È esattamente per questo motivo che abbiamo deciso di distribuire gratuitamente le nostre principali risorse software in tutto il mondo: se non la facessimo, utenti e sviluppatori potrebbero preferire i prodotti offerti gratuitamente da altri (oppure semplicemente scegliere di usare soluzioni "apparentemente" gratuite). E se scegliessero i prodotti di altri fornitori per la loro azienda o le loro applicazioni, Sun assumerebbe il ruolo di rivenditore, una condizione che non rappresenta la nostra missione né il nostro modello aziendale. È un mercato libero, in tutti i sensi.
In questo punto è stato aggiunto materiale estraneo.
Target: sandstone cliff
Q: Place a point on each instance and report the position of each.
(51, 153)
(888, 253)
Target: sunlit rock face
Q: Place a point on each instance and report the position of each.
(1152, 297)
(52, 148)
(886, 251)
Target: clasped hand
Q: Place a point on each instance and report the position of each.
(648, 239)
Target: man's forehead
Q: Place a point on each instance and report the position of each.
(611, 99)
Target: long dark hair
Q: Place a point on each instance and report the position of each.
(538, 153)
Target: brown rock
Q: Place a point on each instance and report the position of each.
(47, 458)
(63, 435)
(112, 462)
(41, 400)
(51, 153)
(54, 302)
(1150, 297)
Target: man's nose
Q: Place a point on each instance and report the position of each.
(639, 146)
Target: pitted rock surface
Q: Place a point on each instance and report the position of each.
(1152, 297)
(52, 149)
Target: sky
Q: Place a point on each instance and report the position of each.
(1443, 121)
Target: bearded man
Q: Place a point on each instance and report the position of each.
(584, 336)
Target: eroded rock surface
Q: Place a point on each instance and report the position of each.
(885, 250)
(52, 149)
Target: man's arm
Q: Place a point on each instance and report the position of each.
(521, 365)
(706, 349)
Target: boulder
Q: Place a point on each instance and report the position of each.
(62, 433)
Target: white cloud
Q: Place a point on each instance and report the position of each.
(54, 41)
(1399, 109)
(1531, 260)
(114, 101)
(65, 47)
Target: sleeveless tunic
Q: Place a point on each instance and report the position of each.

Il cliente al quale ho accennato nel mio post precedente

e che mi ha detto: "Sono cinque anni che non ho più contatti con Sun, ma improvvisamente la vostra azienda è diventata molto importante per i miei sviluppatori" ha espresso esattamente ciò che intendo… sempre più prodotti con il nostro marchio vengono utilizzati dai suoi sviluppatori, da VirtualBox a MySQL, da Glassfish a ZFS. Per alcuni utenti, e per quasi tutti gli sviluppatori, il budget non viene misurato in dollari, ma in tempo e attenzione. Se desiderate che gli utenti vi dedichino tempo e attenzione, dovete lavorare per guadagnarveli. Se ci riuscite, otterrete la loro preferenza. Noi di Sun cerchiamo di ottenere tale preferenza superando la concorrenza che offre principalmente alternative proprietarie.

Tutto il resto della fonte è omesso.